Sin movilización democrática para defender y guiar al gobierno no es posible enfrentar las adversidades y los intentos de asfixiar al país, advierte García Linera. “Por lo general, el pueblo vive dividido y enfrentado entre sí y por eso una pequeña élite siempre puede dominarlo, pero cuando el pueblo se unifica, y esas cosas suceden solamente una vez cada 100 ó 200 años de manera extraordinaria, el pueblo vuelve poder”.

El cuarto pilar es la hegemonía y la habilidad del movimiento indígena para tejer alianzas y acuerdos, es decir la capacidad de seducir, convencer y de hacer acuerdos prácticos y materiales en torno a un gran proyecto social y estatal creíble que se basa en la realidad y no meramente en el sueño de algún intelectual.

El quinto pilar de la estrategia de poder ha sido y es el liderazgo de una persona capaz de unir a la totalidad del país.
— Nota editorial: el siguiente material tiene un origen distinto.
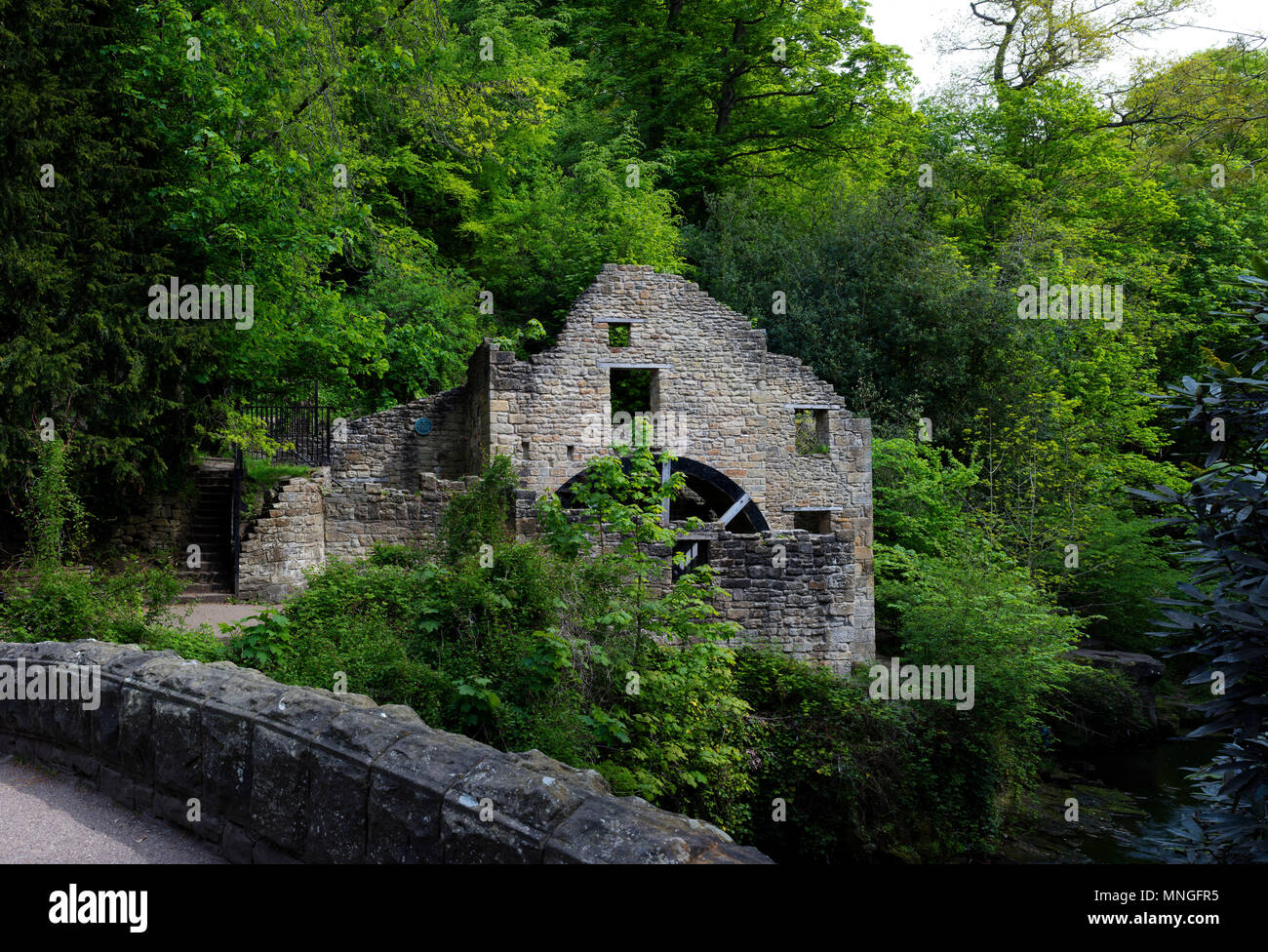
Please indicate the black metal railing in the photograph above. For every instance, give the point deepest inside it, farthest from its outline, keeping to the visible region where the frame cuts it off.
(304, 426)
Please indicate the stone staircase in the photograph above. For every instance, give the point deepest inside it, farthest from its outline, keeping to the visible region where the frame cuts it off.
(211, 530)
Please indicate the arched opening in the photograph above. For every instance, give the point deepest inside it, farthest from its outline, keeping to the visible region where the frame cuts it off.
(710, 496)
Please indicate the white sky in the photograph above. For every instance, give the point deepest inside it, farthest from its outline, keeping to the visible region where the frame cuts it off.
(912, 24)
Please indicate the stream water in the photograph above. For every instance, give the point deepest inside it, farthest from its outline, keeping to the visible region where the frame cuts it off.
(1150, 798)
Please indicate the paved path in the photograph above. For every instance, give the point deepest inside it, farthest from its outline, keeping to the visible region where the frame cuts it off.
(51, 817)
(215, 614)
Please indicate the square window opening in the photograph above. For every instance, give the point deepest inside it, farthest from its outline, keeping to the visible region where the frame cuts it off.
(693, 551)
(814, 521)
(633, 390)
(812, 432)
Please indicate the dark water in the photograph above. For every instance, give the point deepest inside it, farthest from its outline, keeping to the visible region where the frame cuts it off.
(1152, 800)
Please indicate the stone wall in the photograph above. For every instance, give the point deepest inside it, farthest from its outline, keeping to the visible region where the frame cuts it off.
(735, 401)
(359, 515)
(383, 448)
(292, 774)
(159, 524)
(311, 520)
(734, 406)
(798, 599)
(282, 542)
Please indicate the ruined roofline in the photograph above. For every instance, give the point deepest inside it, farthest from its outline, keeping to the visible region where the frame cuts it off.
(581, 313)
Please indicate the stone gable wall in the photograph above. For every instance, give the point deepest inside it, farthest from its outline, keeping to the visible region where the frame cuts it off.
(735, 407)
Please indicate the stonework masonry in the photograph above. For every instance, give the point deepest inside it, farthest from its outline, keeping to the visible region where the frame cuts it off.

Según García Linera, el Presidente Morales cuenta con un liderazgo moral, intelectual y político que une a todos los sectores en un poderoso tejido de clases sociales, grupos nacionales, regiones y colectividades.

Los objetivos del Estado Plurinacional del MAS son el tránsito de la democracia representativa hacia una democracia participativa y deliberativa, la igualdad de oportunidades, la vertebración caminera, el desarrollo del mercado nacional, la industrialización, la distribución de la tierra y el control estatal los recursos naturales, casi todas banderas de la revolución nacionalista de 1952.